Fernando quiso tener clemencia del hombre por considerar que no estaba en sus cabales, pero sus consejeros decidieron que el hecho merecía un castigo de una magnitud de acuerdo con el enorme delito que no se había consumado por verdadera casualidad. Esto lo realizaron las personas que integraban el Consejo de Ciento barcelonés sin que ni el rey ni la reina supiesen nada. Ordenaron rápidamente su desmembramiento público, durante un siniestro paseo por la ciudad de Barcelona, a la vista de todos, quienes se burlaban y escupían al pobre condenado. En un castillete de madera encima de un carro lo ataron a un palo desnudo, y durante la procesión comenzó la bárbara ejecución, que Carbonell describe con crudeza. En primer lugar, donde el sitio del atentado, le cortaron "un puño y medio brazo", con los que había cometido el crimen frustrado. Continuó el cortejo hacia otra calle, donde el verdugo le arrancó un ojo. Más allá, le extrajeron el otro ojo y le seccionaron la otra mano. "Así caminando lo desmembraron quitándole ora un miembro ora otro, hasta sacarle el cerebro; y así le hicieron morir sufriendo, que era cosa de piedad. Y nunca se movió ni habló ni decía nada ni se lamentaba, como si diesen sobre una piedra; y con gran barullo de muchachos y de gente joven que le caminaban en derredor, delante y detrás". Lo que quedaba del payés fue entregado al populacho, que apedreó sus sangrientos despojos. Finalmente, fue incinerado. Aunque en algún momento, según Esteban de Garibay «ahogáronle primero por clemencia y misericordia de la Reyna».

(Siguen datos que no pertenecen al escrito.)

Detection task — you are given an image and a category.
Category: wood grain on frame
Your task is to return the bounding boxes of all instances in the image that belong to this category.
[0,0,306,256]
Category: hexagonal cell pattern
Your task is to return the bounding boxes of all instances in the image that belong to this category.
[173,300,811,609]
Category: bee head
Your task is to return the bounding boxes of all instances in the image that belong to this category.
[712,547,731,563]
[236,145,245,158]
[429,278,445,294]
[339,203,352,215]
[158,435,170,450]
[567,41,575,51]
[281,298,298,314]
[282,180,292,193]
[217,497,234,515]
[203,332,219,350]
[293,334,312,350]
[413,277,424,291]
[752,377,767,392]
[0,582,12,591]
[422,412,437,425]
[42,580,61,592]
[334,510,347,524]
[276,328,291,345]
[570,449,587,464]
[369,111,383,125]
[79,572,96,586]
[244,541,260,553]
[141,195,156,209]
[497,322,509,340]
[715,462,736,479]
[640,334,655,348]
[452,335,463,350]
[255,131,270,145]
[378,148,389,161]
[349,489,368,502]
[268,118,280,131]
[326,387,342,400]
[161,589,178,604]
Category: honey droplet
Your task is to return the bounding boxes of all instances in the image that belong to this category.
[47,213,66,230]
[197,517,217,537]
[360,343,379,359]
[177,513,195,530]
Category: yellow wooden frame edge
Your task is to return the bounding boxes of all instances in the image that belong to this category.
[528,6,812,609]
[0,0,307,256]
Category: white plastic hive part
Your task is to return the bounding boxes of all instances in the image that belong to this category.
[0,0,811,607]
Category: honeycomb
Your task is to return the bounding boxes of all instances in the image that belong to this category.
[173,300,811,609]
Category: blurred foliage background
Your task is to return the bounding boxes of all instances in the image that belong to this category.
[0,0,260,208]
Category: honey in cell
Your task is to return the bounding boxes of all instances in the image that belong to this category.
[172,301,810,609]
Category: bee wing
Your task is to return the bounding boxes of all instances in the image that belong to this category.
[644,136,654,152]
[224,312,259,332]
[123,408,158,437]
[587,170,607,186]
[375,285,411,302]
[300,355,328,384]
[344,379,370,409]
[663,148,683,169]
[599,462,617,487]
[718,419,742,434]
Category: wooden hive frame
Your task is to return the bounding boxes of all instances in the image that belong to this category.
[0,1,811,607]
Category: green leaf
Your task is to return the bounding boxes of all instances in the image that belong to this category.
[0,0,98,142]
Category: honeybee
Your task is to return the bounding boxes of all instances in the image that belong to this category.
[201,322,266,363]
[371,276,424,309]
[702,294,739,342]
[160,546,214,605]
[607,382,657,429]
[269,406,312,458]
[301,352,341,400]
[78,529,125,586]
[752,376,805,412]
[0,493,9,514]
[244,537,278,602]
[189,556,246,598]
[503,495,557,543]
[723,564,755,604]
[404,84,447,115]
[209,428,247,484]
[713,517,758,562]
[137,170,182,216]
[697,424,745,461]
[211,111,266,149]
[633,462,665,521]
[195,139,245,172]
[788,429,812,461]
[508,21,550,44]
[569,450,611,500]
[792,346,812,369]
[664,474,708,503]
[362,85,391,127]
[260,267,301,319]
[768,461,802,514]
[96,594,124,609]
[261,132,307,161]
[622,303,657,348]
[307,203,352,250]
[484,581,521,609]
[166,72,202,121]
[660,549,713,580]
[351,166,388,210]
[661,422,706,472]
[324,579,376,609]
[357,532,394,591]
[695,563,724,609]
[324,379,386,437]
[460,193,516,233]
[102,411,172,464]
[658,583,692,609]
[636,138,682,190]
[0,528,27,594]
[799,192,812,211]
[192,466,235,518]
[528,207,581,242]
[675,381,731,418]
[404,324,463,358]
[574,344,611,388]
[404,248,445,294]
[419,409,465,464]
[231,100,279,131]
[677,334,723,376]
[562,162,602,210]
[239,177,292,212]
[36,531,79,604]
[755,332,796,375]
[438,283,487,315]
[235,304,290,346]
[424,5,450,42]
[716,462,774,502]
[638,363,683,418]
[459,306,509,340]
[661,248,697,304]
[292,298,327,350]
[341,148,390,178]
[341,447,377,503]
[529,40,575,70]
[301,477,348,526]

El cronista Bernáldez informó de esta manera del cruentísimo final de Joan Canyamás, que no tiene desperdicio: "Fue puesto en un carro e traído por toda la cibdad; e primeramente le cortaron la mano con que dio al rey, e luego con tenazas de fierro ardiendo le sacaron una teta, e luego un ojo, e después le cortaron la otra mano, e luego le sacaron el otro ojo, e luego la otra teta, e luego las narizes; e todo el cuerpo e vientre le abocadaron los herreros con tenazas ardiendo, e fuéronle cortados los pies; e después que todos los mienbros le fueron cortados, sacáronle el coraçón por las espaldas. E echáronlo fuera de la cibdad, donde los moços e mochachos de la cibdad lo apedrearon e lo quemaron con fuego, e aventaron la ceniza al viento"

«Le cortaron la mano derecha con quelo fizo e los pies conque vino a lo fazer, e sacaronle los ojos con quelo vido e el corazon con quelo penso»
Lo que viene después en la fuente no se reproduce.